The low-temperature cofired ceramic material can be fired simultaneously with low melting point metal materials such as silver and copper, which are relatively low in specific resistance, thus form multilayer ceramic substrates which have excellent high frequency characteristics, and have been frequently used as, for example, a substrate material for high-frequency modules in information-communication terminals.
So-called glass-ceramic composite systems are common as the low-temperature cofired ceramic in which a B2O3—SiO2 based glass material is mixed with a ceramic material such as Al2O3. However, these systems require the use of a relatively expensive glass material as a starting raw material, and contain boron which is likely to volatilize during firing, and the compositions of substrates obtained are thus likely to vary. Therefore, the production processes have complications, such as the need to use a special setter for controlling the volatilization volume of boron.
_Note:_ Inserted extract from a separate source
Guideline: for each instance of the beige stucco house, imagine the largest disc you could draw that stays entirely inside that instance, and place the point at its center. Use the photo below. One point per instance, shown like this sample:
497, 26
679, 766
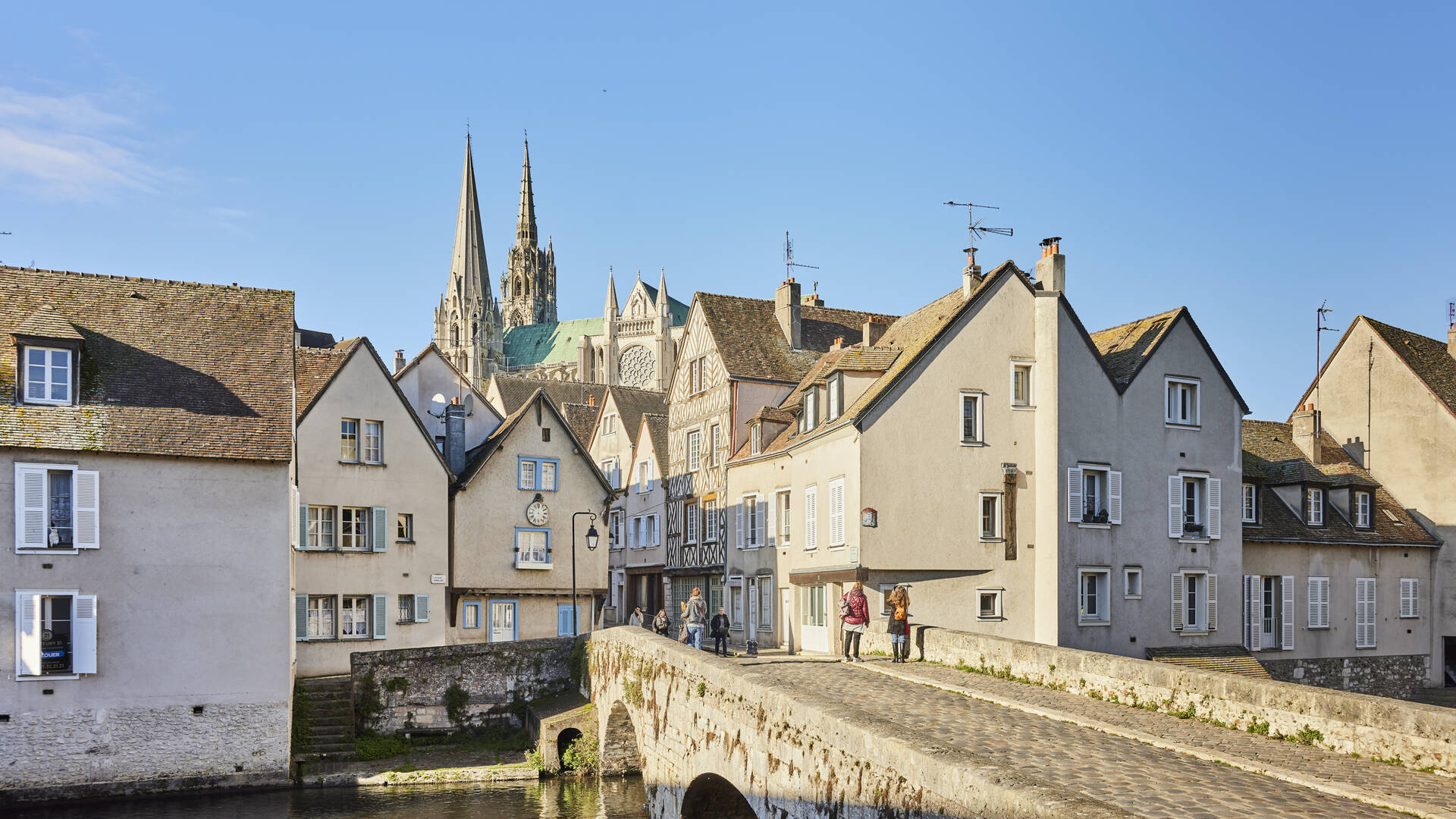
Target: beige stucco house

Low-temperature cofired ceramic materials have been proposed which are disclosed in, for example, Japanese Patent Application Laid-Open No. 2002-173362 (Patent Document 1), Japanese Patent Application Laid-Open No. 2008-044829 (Patent Document 2), Japanese Patent Application Laid-Open No. 2008-053525 (Patent Document 3), and International Publication WO 2009/025156 (Patent Document 4). The low-temperature cofired ceramic materials disclosed in these references, for which the starting raw materials contain no glass, are moreover non-glass low-temperature cofired ceramic materials containing no boron, and thus, do not encounter the problem described above.
However, the ceramic sintered bodies obtained by sintering of the low-temperature cofired ceramic materials disclosed in these references may fail to achieve desirable strength properties, because of their small fracture toughness values.